Conference calling is an efficient and cost-effective way of holding a short meeting, especially when geographical considerations make a face-to-face meeting impractical.

  • A conference call should be planned like a meeting.
  • Use landlines, if possible; mobile users should be stationery and somewhere quiet.
  • To avoid problems with boredom and inattention, the majority of the conference subject matter must be relevant to the majority of people for the majority of the time.
  • Keep to a pre-arranged timing and allocate fair time to each person.
  • The chairperson needs to be firm.
  • Use the mute button if you need a quick discussion with someone your end, but tell everyone you are using it.
  • When video conferencing, practise using the equipment beforehand.

9. Projecting a professional image

The telephone is an excellent means of communicating, but communication is a two-way process.

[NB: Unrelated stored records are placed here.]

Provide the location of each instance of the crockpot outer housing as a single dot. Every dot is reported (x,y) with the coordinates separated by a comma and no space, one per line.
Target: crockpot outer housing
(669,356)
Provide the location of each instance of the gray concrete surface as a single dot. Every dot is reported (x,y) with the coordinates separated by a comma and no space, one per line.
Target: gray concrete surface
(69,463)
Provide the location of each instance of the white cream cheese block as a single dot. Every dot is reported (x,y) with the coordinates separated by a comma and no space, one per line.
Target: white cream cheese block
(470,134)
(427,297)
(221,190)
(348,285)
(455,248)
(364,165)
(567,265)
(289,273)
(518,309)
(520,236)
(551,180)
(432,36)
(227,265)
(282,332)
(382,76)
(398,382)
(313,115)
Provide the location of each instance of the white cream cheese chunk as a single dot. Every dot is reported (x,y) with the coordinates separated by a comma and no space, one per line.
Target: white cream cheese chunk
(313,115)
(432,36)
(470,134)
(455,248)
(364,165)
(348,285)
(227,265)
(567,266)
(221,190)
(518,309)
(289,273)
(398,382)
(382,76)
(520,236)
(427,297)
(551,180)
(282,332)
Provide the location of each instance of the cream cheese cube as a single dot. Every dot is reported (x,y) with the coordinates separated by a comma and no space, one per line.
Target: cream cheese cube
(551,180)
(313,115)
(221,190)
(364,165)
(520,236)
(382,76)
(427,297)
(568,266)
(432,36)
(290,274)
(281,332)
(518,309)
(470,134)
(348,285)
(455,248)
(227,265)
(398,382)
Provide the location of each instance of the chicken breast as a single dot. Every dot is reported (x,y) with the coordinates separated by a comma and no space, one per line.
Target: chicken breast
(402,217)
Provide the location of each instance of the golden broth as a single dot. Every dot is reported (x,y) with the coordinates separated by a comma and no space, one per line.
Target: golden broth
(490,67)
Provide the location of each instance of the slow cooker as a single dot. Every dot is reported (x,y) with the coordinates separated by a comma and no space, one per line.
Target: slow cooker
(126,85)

A good telephone professional will be sensitive to the person on the other end and ensure that both parties have time to speak and make their points.

  • Use listening skills: give customers time to think and ask questions, and allow irate customers to rant before trying to solve their problem.
  • Demonstrate understanding by checking and summarising.
  • For a business call, the core subject should be the main focus of the call and should occupy 90 per cent plus of the call’s time.
  • A professional telephone voice is clear and just a fraction slower than in normal conversation.
  • A voicemail or message should always include your name, company and contact details, together with the reason for the call.
  • Preparation is key to presenting a professional image.

10. Using the telephone functions

Part of being good at using the telephone is to understand the system and know how to use it to best effect.

  • Read the manual.
  • Train newcomers.
  • Useful functions include being able to add in a third person, voicemail, divert functions, mute (or hold) functions, last number redial, speed dialling and hands-free.

11. Understanding the role to be played

Depending on the type of call, many different roles need to be played out by the caller and the receiver. Practising the different roles people are likely to need to play is an important exercise in improving telephone skills.

  • Customer service departments need to be trained in the problem-solver role.
  • Sales people use the provider role.
  • Good questioning techniques are essential to the advisor role.
  • The friend role is often used to calm the situation before you go into problem-solver mode.
  • If your role is the purchaser, be well prepared before you make the call.

12. Coaching others in using the telephone

All too often, the need for coaching in telephone skills is neglected.

  • Set a good, consistent example and use the phone in front of your team.
  • Explain and expand on company policy, where applicable.
  • Help plan, execute and review calls.
  • Teach staff listening and questioning skills.
  • Role-play is useful for teaching new skills.
  • Ask the team to list annoying telephone habits and discuss their impact.